I recently had a run in with my stalker. Which is honestly a problem I never thought i’d have. I can’t help contemplating the fear women have to deal with in the meer presence of a man, but that is a story for another day. I’m not interested in telling it today.

Today, I would like to stop looking over my shoulder. Looking over and making sure he isn’t sitting there again. I would like to stop blowing it out of proportion in my mind and to stop wondering if I have to worry that he will come back. Come here, to my safe space.

I want my safe space back.

Reading

I love to read. But I have a love/hate relationship with reading. Or more likely with myself, but who doesn’t really? I’ve always loved to read. In some ways, I love it more than anything. But I made what can be described as a mistake, though nothing in this world will ever make me see it as such. I devoted my life to it.

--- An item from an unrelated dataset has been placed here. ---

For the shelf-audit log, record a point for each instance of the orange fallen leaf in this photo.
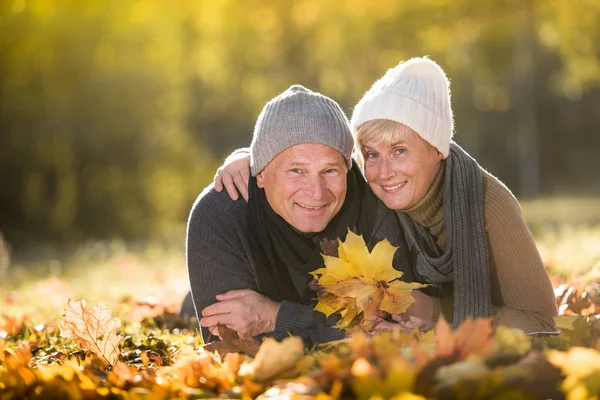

To clarify, my love of reading inspired me to get an English degree and go into publishing. I don’t think of myself as much of a writer, so it was a way of helping spread my love of books without the ability to write them for myself. And oh how I loved my degree. It was some of the best years of my life and I reemerged into the world an entirely new, more open-minded person. Nothing will change you like an education does. But it was hard. As an English student, I had to read. And read. And read and read and read. So much amazing material, like Djuna Barnes’ Nightwood, but so much of it just wasn’t for pleasure and it rapidly became a chore. Once upon a time, I could wake up, make tea, pick up a book and before I knew it, it was nightfall. But now, my concentration is shot. Unless the book is one of the best things I’ve ever read, I can’t be fully engrossed like I used to. I get restless, fidgety. Though there is still so much I want to read and I will never stop endeavouring to get back to that place of escapism.

Even as I have moved on and discovered my true career passion in cataloguing, I am still devoted to books. Devoted to finding a path back to that place in our relationship, where reading was as easy as breathing.

But until then, I’ll sip my tea and try.

Lists

I woke up thinking about lists. Specifically my to-do list for this weekend. Naturally, after such a rude awakening, I needed tea. After all, that overflowing Moleskine of notes and thoughts and general ramblings won’t take care of itself. Now I’m contemplating student accommodations. The logistics involved in negotiating toilet roll for 6 girls. So simple, so disastrous. (1. Buy more toilet roll). I can’t wait to be out of halls and into my own place. It must be a sign of my control freak tendencies that I’m looking forward to being in a place where I can have full control over my environment (and the state of my cooker). Mostly, I’m looking forward to having someone there to make me tea in the morning, because you can usually measure my level of exhaustion by the number of attempts I make to put the tea bag in the sink instead of the bin.

At least today is a duvet day. Also an extremely busy one, but I am in perfect proximity to my duvet and my kettle so I will manage. Also, they got mad at me the last time I tried to take my duvet into the computer lab.